The Sydney Morning Herald gave the game a score of four-and-a-half stars out of five and stated: "The handling is remarkable, and the fact the tracks are littered with obstacles that bounce and crash realistically makes it all the more fun. Throw in excellent damage modelling and it's plain to see that this game has nailed the core mechanics of an addictive racer perfectly". The Times gave the PS2 and Xbox versions a score of four stars out of five and wrote that the truly suicidal "will be in awe of the driver's ability to launch himself fatally through the windscreen, screaming, while the rest of us will love the game's easy and responsive controls, and the authentic feel of the cars". Detroit Free Press, however, gave the Xbox version a score of two stars out of four and said that "if [the game] were only a $20 title, I'd heartily recommend it. But $50 is a lot of money to pay to turn yourself into road splatter over and over again. It's flawed, though fun". Maxim gave the game a score of two stars out of five and said it was "about as interesting as a public service announcement for seatbelts".

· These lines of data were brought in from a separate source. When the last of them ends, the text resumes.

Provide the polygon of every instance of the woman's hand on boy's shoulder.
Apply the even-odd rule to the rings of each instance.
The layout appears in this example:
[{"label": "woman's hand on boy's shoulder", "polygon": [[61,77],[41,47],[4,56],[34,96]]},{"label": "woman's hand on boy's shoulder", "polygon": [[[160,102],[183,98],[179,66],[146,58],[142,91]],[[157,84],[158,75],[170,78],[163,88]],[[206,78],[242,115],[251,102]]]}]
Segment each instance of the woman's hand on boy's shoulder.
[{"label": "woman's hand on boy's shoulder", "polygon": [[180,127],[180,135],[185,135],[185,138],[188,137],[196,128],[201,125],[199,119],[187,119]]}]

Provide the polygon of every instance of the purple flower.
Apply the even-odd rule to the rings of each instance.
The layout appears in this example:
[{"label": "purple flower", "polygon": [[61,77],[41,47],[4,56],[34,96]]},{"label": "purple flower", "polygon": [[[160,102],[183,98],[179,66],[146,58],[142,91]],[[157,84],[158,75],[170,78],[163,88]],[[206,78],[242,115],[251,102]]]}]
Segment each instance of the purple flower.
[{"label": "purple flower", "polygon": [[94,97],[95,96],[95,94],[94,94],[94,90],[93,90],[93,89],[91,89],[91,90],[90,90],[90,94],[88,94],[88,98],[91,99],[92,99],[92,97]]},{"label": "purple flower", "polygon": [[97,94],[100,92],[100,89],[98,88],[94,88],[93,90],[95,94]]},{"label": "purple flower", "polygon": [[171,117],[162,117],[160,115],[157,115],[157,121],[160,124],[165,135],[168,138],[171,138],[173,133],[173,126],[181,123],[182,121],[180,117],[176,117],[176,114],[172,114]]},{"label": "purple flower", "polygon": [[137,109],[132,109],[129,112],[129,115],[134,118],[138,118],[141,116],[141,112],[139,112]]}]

FlatOut was selected in 2017 for a collection of 100 classical Finnish games, which were presented on the opening of the Finnish Museum of Games in Tampere.

Aggregate score
| Aggregator | Score |  |  |
| PC | PS2 | Xbox |
| Metacritic | 72/100 | 70/100 | 71/100 |

Review scores
| Publication | Score |  |  |
| PC | PS2 | Xbox |
| Edge | 7/10 | 7/10 | 7/10 |
| Electronic Gaming Monthly | N/A | 4.67/10 | 4.67/10 |
| Eurogamer | N/A | N/A | 8/10 |
| Famitsu | N/A | 28/40 | N/A |
| Game Informer | N/A | 6.5/10 | 6.5/10 |
| GameSpot | 7.9/10 | 7.9/10 | 7.9/10 |
| GameSpy | N/A | 4/5 | 4/5 |
| GameTrailers | 8.5/10 | 8.5/10 | 8.5/10 |
| GameZone | 8/10 | 7.9/10 | N/A |
| IGN | 7/10 | 7.5/10 | 7.5/10 |
| Official U.S. PlayStation Magazine | N/A | 2.5/5 | N/A |
| Official Xbox Magazine (US) | N/A | N/A | 7.2/10 |
| PC Gamer (US) | 75% | N/A | N/A |
| Detroit Free Press | N/A | N/A | 2/4 |
| The Sydney Morning Herald | 4.5/5 | 4.5/5 | 4.5/5 |

== Sequels ==
- A sequel, FlatOut 2, was released first, in Europe, on June 30, 2006. A larger variety of vehicles (including contemporary cars and pickup trucks) are included. The North American version was launched on August 1.
- In 2007, Bugbear released FlatOut: Ultimate Carnage, an enhanced remake of FlatOut 2, for Xbox 360. The Microsoft Windows version was released on August 1, 2008.
- In November 2010, Team6 Game Studios released a new game titled FlatOut for the Wii. The game was met with negative reviews.
- The third entry, FlatOut 3: Chaos & Destruction, was developed by Team6 Game Studios and published by Strategy First in December 2011 exclusively for Microsoft Windows. The game received overwhelmingly negative reviews.
- Flatout Stuntman is the Android-exclusive ragdoll game in the series. It was developed and published by Team6 Game Studios, and released in November 2013.
- FlatOut 4: Total Insanity developed by Kylotonn for the PlayStation 4, Xbox One, and Microsoft Windows was released in March 2017. The game was met with mixed reviews.